Ekonomi & Bisnis

IHSG Terjun Bebas, Ekonomi Indonesia di Ujung Tanduk! Daya Beli Merosot, Utang Membengkak

×

IHSG Terjun Bebas, Ekonomi Indonesia di Ujung Tanduk! Daya Beli Merosot, Utang Membengkak

Sebarkan artikel ini
Grafik pergerakan IHSG yang mengalami penurunan tajam, mencerminkan kondisi ekonomi Indonesia yang sedang tertekan.
Foto ilustrasi IHSG turun drastis 1,94% ke level 6.258,18, menandakan gejolak pasar dan lemahnya fundamental ekonomi Indonesia.

EKSPOSTIMES.COM- Pasar saham Indonesia kembali bergolak, mencerminkan gejolak ekonomi yang kian terasa di semua lini. Indeks Harga Saham Gabungan (IHSG) anjlok 1,94% ke level 6.258,18 pada penutupan perdagangan Jumat (21/3), setelah sempat terangkat oleh euforia sesaat di dua hari sebelumnya.

Kenaikan singkat IHSG sebelumnya lebih disebabkan oleh reli saham konglomerat seperti milik Prajogo Pangestu dan Toto Sugiri. Namun, begitu saham-saham tersebut melemah, IHSG langsung terjerembab, menegaskan bahwa fundamental ekonomi Indonesia masih rapuh.

Data terbaru dari Badan Pusat Statistik (BPS) menunjukkan bahwa surplus perdagangan Indonesia pada Februari 2025 mencapai US$ 3,12 miliar, lebih rendah dibandingkan Januari yang menyentuh US$ 3,45 miliar.

Baca Juga: IHSG Dibuka Melemah, Investor Waspada Tekanan Jual Asing

Namun, yang lebih mengkhawatirkan adalah anjloknya impor barang konsumsi hingga US$ 1,47 miliar, turun 10,61% secara bulanan dan 21,05% secara tahunan.

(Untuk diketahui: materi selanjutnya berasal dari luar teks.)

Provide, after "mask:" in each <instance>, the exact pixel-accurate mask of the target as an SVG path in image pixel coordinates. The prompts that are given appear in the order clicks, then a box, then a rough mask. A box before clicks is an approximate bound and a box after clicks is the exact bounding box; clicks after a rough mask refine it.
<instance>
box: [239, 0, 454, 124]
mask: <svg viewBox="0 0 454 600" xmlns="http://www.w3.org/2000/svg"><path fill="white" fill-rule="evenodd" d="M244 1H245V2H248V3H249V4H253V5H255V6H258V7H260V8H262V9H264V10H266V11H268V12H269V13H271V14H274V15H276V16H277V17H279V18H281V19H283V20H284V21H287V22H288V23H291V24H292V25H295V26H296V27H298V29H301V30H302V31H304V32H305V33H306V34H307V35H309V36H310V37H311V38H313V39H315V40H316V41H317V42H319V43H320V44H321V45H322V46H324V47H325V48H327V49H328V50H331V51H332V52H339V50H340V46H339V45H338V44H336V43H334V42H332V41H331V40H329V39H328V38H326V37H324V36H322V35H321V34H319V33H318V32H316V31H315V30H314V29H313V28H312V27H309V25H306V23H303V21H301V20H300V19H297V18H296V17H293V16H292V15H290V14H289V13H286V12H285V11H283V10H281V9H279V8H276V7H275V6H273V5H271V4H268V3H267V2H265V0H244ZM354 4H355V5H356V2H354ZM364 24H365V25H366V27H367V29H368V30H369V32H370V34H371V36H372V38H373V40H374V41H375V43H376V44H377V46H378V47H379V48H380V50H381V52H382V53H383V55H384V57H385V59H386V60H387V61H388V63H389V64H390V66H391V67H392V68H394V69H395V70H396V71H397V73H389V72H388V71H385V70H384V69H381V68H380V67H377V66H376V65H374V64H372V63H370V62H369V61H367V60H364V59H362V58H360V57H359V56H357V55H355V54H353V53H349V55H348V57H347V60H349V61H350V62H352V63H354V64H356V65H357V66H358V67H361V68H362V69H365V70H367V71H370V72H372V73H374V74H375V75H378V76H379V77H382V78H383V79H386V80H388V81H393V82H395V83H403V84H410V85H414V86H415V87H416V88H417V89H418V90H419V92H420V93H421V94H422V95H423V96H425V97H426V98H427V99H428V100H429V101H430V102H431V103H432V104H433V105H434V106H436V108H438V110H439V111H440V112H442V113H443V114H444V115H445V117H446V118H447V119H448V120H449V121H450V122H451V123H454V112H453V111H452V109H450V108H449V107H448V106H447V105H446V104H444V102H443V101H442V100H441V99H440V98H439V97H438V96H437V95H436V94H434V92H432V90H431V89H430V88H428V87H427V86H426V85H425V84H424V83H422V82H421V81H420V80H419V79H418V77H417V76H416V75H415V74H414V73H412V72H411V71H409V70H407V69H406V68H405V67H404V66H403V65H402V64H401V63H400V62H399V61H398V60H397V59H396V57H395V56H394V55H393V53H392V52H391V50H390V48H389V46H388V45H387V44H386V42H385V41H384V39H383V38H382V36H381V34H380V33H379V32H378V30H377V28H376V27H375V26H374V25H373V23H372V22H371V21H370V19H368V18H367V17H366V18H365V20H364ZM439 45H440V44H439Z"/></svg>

Hal ini mengindikasikan lemahnya daya beli masyarakat, terutama menjelang Ramadan, periode yang biasanya menjadi puncak konsumsi.

Lebih lanjut, Indonesia mengalami deflasi 0,48% (mtm) dan 0,09% (yoy) pada Februari 2025, dipicu oleh turunnya harga bahan pangan seperti ayam, cabai, dan bawang merah, serta diskon tarif listrik.

Kepala Ekonom PT Bank Mandiri Tbk, Andry Asmoro, menyebut deflasi ini sebagai anomali yang mengkhawatirkan.

Baca Juga: IHSG Meroket 1,11 Persen, Saham Big Cap Jadi Sorotan, Wall Street Beri Angin Segar

“Biasanya, menjelang Ramadan, permintaan melonjak dan menyebabkan inflasi. Tapi kali ini justru sebaliknya, ini pertanda ekonomi sedang lesu,” ujarnya.

Di sisi fiskal, Indonesia menghadapi tantangan besar dengan utang jatuh tempo yang membengkak. Tahun ini, pemerintah harus melunasi utang senilai Rp 800,33 triliun, hampir dua kali lipat dari 2024 yang hanya Rp 434,29 triliun.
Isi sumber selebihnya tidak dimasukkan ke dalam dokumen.